Bright Eyes – True Blue
For those of us tired of the lame media divide of blue vs. red states, Conor Oberst has something to say, rhyming and humming bars about everything blue. His version of folk blues is fun and light without pretension. Not a very well known song but one of his best in his already vast catalog.
Cypress Hill – Pigs
One of the best rap outfits from the ‘90s, Cypress Hill got a bad reputation for being one topic oriented (weed duh) but songs like “Pigs” showed their socio-political side as they rebelled against corrupt police officers. Gotta love that blues guitar sample too.
Sonic Youth – The Good and the Bad
Sonic Youth’s first instrumental was originally written in ’81 and last played out live in ’83 and first made a recorded appearance on their self-titled EP. Thurston’s bass is jarring and unwieldy percolating the dissonance of guitar and tribal drumming for a very dark and dank ominous presence. Definitely one of the better rare gems in Sonic Youth’s inspiring history.
Zero 7 – Simple Things
Smooth trip-hop beats combined with neo-soul vocals allow for a breathy melody and sleek production to take over. A sexy and romantic listen that is perfect background lovemaking music for adventuresome couples tired of just watching the moonlight.

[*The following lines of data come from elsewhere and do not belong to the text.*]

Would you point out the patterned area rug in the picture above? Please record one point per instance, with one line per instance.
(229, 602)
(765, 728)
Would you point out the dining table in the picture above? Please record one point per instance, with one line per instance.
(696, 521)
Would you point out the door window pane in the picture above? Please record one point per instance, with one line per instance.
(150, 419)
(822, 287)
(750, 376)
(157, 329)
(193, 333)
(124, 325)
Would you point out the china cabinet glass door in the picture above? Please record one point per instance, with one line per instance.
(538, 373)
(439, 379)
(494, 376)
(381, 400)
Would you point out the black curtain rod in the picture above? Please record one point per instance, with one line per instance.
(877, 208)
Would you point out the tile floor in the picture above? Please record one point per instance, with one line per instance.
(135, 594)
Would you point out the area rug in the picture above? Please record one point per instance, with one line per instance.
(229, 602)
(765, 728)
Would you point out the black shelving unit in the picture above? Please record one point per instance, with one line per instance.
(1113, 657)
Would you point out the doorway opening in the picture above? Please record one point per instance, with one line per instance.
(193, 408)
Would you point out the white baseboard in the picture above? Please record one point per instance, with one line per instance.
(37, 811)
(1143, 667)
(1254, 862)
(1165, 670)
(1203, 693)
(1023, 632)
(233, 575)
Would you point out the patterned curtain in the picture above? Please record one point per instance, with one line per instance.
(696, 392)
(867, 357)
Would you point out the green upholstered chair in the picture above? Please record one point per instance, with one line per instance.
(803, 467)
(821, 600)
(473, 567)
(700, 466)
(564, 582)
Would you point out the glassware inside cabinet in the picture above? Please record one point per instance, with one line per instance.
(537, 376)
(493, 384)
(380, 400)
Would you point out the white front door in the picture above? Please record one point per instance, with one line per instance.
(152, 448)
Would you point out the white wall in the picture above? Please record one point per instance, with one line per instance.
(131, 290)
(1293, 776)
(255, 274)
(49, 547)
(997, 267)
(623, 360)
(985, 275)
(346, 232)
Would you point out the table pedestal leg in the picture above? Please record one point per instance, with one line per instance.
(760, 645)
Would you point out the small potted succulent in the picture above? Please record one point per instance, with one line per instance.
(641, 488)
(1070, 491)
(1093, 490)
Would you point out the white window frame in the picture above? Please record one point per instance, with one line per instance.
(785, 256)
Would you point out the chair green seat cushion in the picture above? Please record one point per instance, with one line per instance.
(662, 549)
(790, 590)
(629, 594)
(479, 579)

My Bloody Valentine – To Here Knows When
One of the most seminal albums of all-time, “Loveless” inspired a generation of shoegazers and dream-pop artists not to mention Billy Corgan who would have never written “Siamese Dream” without first hearing this ’91 gem. The band was brilliant at making the vocals just another instrument and refusing to allow them to dominate the mix, so much so that untrained ears would cry foul as to something that sounded muddy or unintentional. This song is so blisteringly beautiful in its own weird aura, you find yourself almost sickened at the discordance. Beautiful.
Stabbing Westward – Lies
Stabbing Westward’s “Ungod” was easily one of industrial pop’s best gifts to humanity’s eardrums. Blistering, stirring, and gorgeously sung, each song had impressive synthetic programming and tribal drumming to keep the dance room filled to the brim. While this was right in line with the emerging EBM (electronic body music) sub-sub-genre in the electronic dance scene, Stabbing Westward’s debut was so far ahead of its time and so vastly different from the other albums that were released in ’94. Pure genius.
Deftones – Fist
“Fist” was the hidden track on “Adrenaline” that gave your fingers blisters because you had to constantly fast forward in order to get to it. Thank god for MP3’s and online music. A pretty guitar line peeps in, bass fills the room, drums cascade, the distortion pedal gets stomped, and the rest is up to the diverse sound effects and vocal nuances that made the Deftones one of the most important bands during the whole crossover metal scene in the ‘90s.
NOFX – Lori Meyers
Melodic pop-punk before the annoying mall punk nerds overtook the whole scene, namedropping at every single Warped Tour, NOFX was one of the original bands. Blistering drumming and ridiculously fast guitar shredding, with funny vocals about a girl who went into porn, who wouldn’t like this?